Por trágicos, definiu aqueles associados ao sofrimento e à dor dos homens na eterna busca da liberdade; os irônicos, como consequência do conflito entre o mal produzido mesmo quando o esforço humano busca o bem; e os patéticos, criados pela incapacidade do homem de controlar e explicar seus próprios atos e seus resultados. Niebuhr foi redescoberto quando o ex-presidente Barack Obama revelou que ele era uma de suas mais importantes influências e leitura habitual.
Ao analisarmos os fatos recentes produzidos pela diplomacia brasileira não há como, à luz da classificação de Niebuhr, deixar de enquadrá-los na categoria dos fenômenos patéticos.
Celebrada por sua tradição de competência e eficácia, a diplomacia brasileira herdou de sua matriz portuguesa a excelência em administrar grandes conflitos. O Tratado de Madrid (1750), também conhecido como Tratado dos Limites, é um exemplo da sofisticação da diplomacia que já podíamos qualificar de luso-brasileira, por ser brasileiro Alexandre de Gusmão, o negociador em nome de Portugal, e por ser brasileiro também o interesse envolvido na demarcação das fronteiras da ainda colônia portuguesa que viria a se tornar o Brasil.
José Bonifácio de Andrada e Silva (1763-1838); Paulino José de Sousa, visconde do Uruguai (1807-1866); José Maria da Silva Paranhos, visconde do Rio Branco (1819-1880); Ruy Barbosa (1849-1923); José Maria da Silva Paranhos Júnior, Barão do Rio Branco (1845-1912), e Ramiro Saraiva Guerreiro (1918-2011), diplomatas-estadistas, construíram a reputação de uma diplomacia respeitável e vitoriosa aos olhos do mundo.
José Bonifácio, o Patriarca, teceu o reconhecimento de nossa Independência e fincou as fundações de uma diplomacia prudente e altruísta. O visconde do Uruguai e o visconde do Rio Branco protegeram os interesses pátrios no convulsionado estuário do rio Prata. Ruy Barbosa fez do Brasil protagonista consagrado na célebre Conferência de Haia, em 1907. O barão do Rio Branco solucionou pacificamente todas as reivindicações de fronteiras envolvendo nossos vizinhos. Saraiva Guerreiro orientou o discurso do primeiro presidente brasileiro, João Figueiredo, na Assembleia Geral da ONU, em 1982, de equidistância no mundo bipolar dividido em áreas de influência dos Estados Unidos e da União Soviética.
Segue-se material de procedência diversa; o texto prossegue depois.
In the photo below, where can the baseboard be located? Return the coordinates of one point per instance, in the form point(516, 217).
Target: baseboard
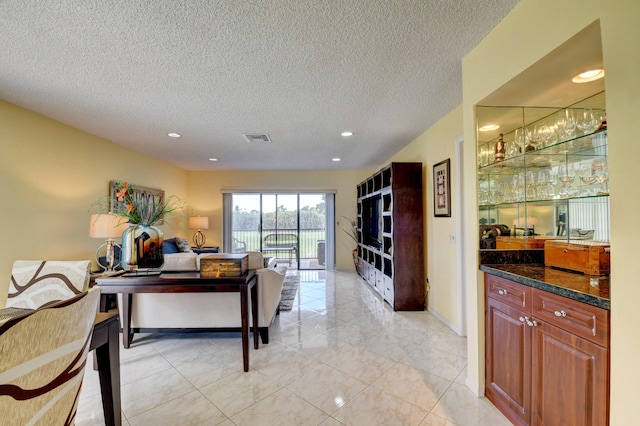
point(474, 388)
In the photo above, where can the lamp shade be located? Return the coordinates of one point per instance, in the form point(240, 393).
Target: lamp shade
point(106, 226)
point(198, 222)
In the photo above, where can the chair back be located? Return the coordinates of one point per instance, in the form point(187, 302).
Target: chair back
point(37, 283)
point(42, 359)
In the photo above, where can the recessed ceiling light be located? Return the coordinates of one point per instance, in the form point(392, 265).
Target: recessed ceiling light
point(489, 127)
point(588, 76)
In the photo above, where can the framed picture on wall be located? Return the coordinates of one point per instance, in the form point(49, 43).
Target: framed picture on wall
point(442, 189)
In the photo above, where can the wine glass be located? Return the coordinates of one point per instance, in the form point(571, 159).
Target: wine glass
point(520, 138)
point(587, 177)
point(600, 171)
point(542, 134)
point(566, 176)
point(545, 184)
point(586, 121)
point(511, 149)
point(565, 124)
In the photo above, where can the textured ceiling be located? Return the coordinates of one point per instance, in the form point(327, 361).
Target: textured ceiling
point(131, 71)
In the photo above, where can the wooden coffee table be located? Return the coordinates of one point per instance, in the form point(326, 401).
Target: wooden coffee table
point(185, 282)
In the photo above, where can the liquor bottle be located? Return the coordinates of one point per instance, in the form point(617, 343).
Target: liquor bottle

Houve momentos em que o destino do Brasil dependeu da capacidade de nossa diplomacia, quando ela resolvia conflitos, em vez de produzi-los, como hoje.
Assumimos a missão de proteger o Ocidente pretensamente ameaçado pelo “choque de civilizações”, sem que os formuladores de tal posição se deem conta de que civilização ocidental não é um conceito geográfico, nem mesmo histórico no sentido da herança greco-romana, mas uma geometria geopolítica na qual cabem apenas a Europa Ocidental, os Estados Unidos, o Canadá e, olhe lá, a Austrália, excluída a América Latina.
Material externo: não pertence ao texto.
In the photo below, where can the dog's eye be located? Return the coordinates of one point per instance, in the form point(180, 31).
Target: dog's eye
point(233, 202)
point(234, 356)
Assim, não deixa de ser patético que toda a pressão contra o governo brasileiro no caso das queimadas da Amazônia tenha origem na Europa Ocidental, e que a única manifestação em defesa do Brasil tenha vindo de um diplomata chinês acreditado em Brasília. E foi no parlamento da Áustria, nação alma mater do Ocidente que o acordo Mercosul-União Europeia colheu sua primeira derrota.
A hostilidade contra o mundo árabe se opõe a tudo o que fez o Brasil para construir uma relação de amizade e cooperação com árabes e israelenses, desde Dom Pedro II, Osvaldo Aranha, Jânio Quadros, Geisel e Lula.
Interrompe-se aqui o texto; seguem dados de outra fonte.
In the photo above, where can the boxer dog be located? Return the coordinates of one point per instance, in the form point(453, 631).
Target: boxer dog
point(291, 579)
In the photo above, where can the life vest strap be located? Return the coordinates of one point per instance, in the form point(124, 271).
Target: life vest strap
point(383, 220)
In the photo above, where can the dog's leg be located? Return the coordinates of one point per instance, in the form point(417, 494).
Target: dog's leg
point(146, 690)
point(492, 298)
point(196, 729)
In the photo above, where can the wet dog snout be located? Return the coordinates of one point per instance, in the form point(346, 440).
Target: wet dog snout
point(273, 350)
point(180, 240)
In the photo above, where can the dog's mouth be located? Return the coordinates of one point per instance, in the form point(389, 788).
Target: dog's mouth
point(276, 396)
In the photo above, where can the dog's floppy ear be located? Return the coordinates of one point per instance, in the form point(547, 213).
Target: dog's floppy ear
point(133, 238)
O presidente escolheu a tribuna da ONU para uma grave defesa da soberania do Brasil na Amazônia e de denúncia da manipulação das causas legítimas dos indígenas e do meio ambiente por interesses nem sempre legítimos ou generosos. Mas tornou este momento menor ao renegar o que Gilberto Freyre denominou de vocação de nossa diplomacia para a mediação e ao apelar para a retórica do confronto com vizinhos e nações amigas e para anacronismos dignos dos piores momentos da Guerra Fria.
O ciclo de fracassos e vexames tem se ampliado com o veto da Índia a um nome brasileiro para presidir a negociação sobre subsídio para o setor da pesca na OMC, em retaliação a uma aliança do Brasil com os Estados Unidos que contrariou interesses da Índia no âmbito da Organização; com a declaração da ministra do meio ambiente da França, Elisabeth Borne, anunciando que seu país não assinará o acordo Mercosul-União Europeia em razão da posição brasileira sobre a Amazônia e o clima; e com a divulgação da carta norte-americana apoiando a entrada de Romênia e Argentina na OCDE em prejuízo momentâneo da pretensão brasileira.
Nada mais faltasse, o escritor moçambicano Mia Couto anuncia que vai contatar vencedores do prêmio Camões, a maior honraria conferida a um escritor da língua portuguesa e instituída pelos governos do Brasil e de Portugal, para tomarem uma posição conjunta contra o presidente do Brasil por sua intenção de não assinar o diploma do prêmio concedido este ano ao compositor e escritor brasileiro Chico Buarque de Holanda.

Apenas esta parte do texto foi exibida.